最後に、ですね。資料7、資料8をご覧ください。資料名の通り令和6年3月29日、つい最近ですけれども。『登記供託オンライン申請システム』法務局に行っておりますけれども、障害が発生し、不動産登記のオンライン申請が滞ったため、全国の司法書士が窓口申請に、切り替える対応行なわざるを得ない、残業をして、走っていてという時代になった他、3月29日中に申請が出来ずに、4月1日に申請せざるを得ない事態が発生しました。

資料8に東京司法書士会の、会長声明が出ております。

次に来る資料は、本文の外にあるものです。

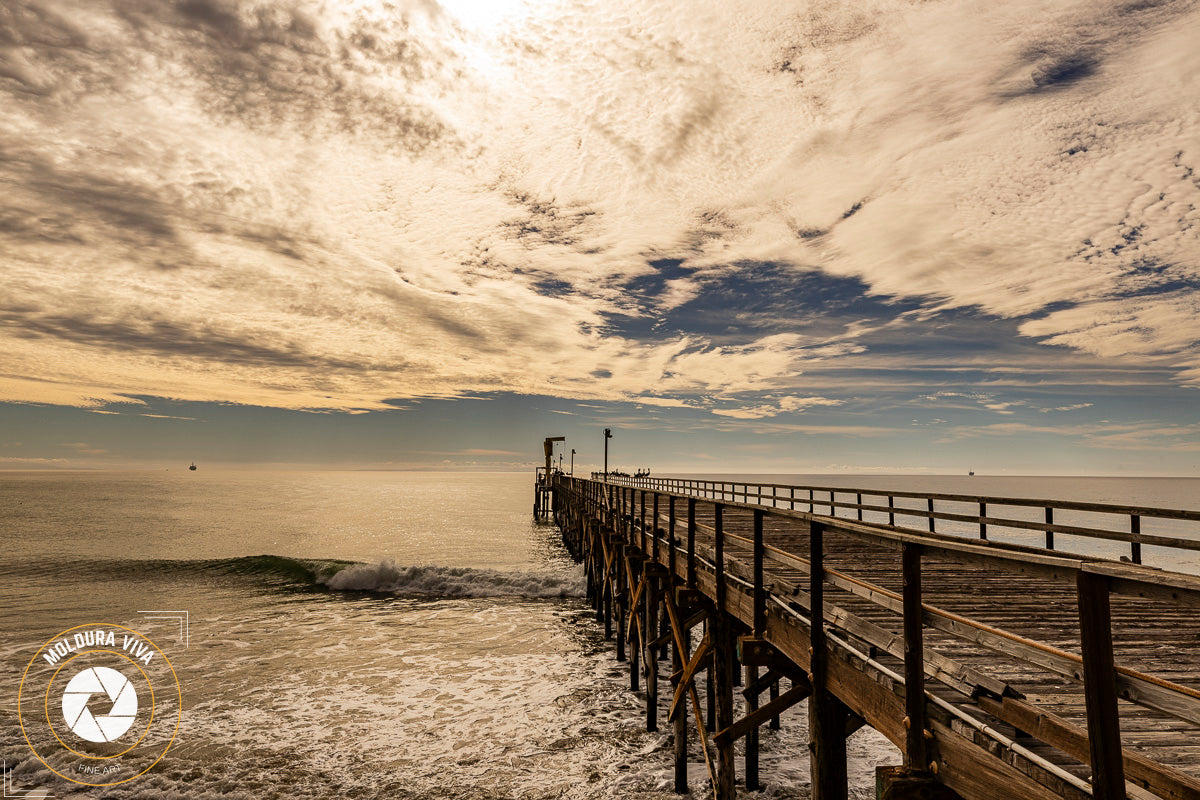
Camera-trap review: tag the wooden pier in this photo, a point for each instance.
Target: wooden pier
(1000, 669)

この事態により、発生した問題として、民法177条、その権利保全が担保されないリスクがある。不動産登記手続きの主な代理人として機能している司法書士に、多大な心理的負担と経済的損害を与える結果が発生しました。由々しき事態です。

法務省は3月29日のシステム障害によって、申請未了となった案件について、3月29日の受付で処理される。つまり、4月1日の窓口を申請したものも3月29日付けにするというふうに、ですね。そのだいぶ後に、発表しましたけれども、この後ですね、今後ですよ。同じような事が起きたらどうするんでしょうか。

震災等で、オンラインが出来なくなってしまったら、どうするんでしょうか。今後の同様の場合に備え、そういった場合の『みなし受付』について、ですね。大臣通達などの、ですね。一般的なですね。法的措置を講じる必要があるんじゃないでしょうか。

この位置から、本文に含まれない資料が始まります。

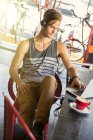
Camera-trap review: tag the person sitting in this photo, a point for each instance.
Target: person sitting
(37, 58)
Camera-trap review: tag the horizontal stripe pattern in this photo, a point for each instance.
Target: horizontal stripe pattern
(37, 65)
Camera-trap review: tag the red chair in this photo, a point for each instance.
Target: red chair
(10, 115)
(16, 104)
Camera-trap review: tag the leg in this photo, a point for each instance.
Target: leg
(28, 104)
(48, 88)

まず、この問題について、法務省はシステム障害の詳しい原因説明を、まだしておりません。今後、システム障害が発生しない対策も発表しておりません。万が一今後、システム障害が発生した場合の措置を明確にし、その運用が適切に行われるような訓練などの、事前の準備も怠りなく行う事が必要だというふうに思います。

法務省は、あの月末にね、また年度末ですね。3月末ですから。あの決済が集中したから、データが取れなかったというような事を言っておりますけれども。不動産と金融取引の根幹をなす取引の安全性、信用確保するために、法務省だけではなく、デジタル庁、国交省、金融庁などの関係省庁は、今回の一時的な対応で終わらせず、連携して、月末決済についてのですね。対応の仕方、そして抜本的には、月末決済を分散化させるなどのですね。制度改革に、取り組むべきではないでしょうか。

月末、特に年度末に決済が集中して、システムに負荷が掛かるのは、これまでも当たり前に予想がされた事です。そんな事で、機械が壊れてしまう、なんていう事は言語道断だと思っております。他にも、確定申告や、転勤引越しに伴う住民票等の手続きも、オンラインになっておりますので。これは法務省だけではなく、関連省庁すべて、ですね。連携して、政府として取り組むべき問題だと思いますが、いかがでしょうか。


017 小泉法務大臣

◯小泉龍司 君

3月29日金曜日の午後、オンラインによる登記申請や、登記事項証明書等の請求受付が出来ない。システムトラブルが発生しました。

今回のトラブルで、司法書士はじめ、登記サービスを利用する多くの国民の皆様に、ご迷惑をお掛けした事について、深くお詫びを申し上げたいと思います。

現在、詳細な原因を調査中でありますけれども、年度末の業務日であったために、大量のオンライン登記申請があった事。また、その処理をするための法務局側の操作が、短時間に集中した事。2つの要因が重なり、システムに高い負荷が掛かった事が原因ではないかと考えられております。

もちろん、これを詰めていかなければなりません。4月1日以降、同様のトラブルは生じておりませんが、私から担当部局には、再発防止のため、今回の原因を分析した上で、システム対応の方策を検討するよう指示したところでございます。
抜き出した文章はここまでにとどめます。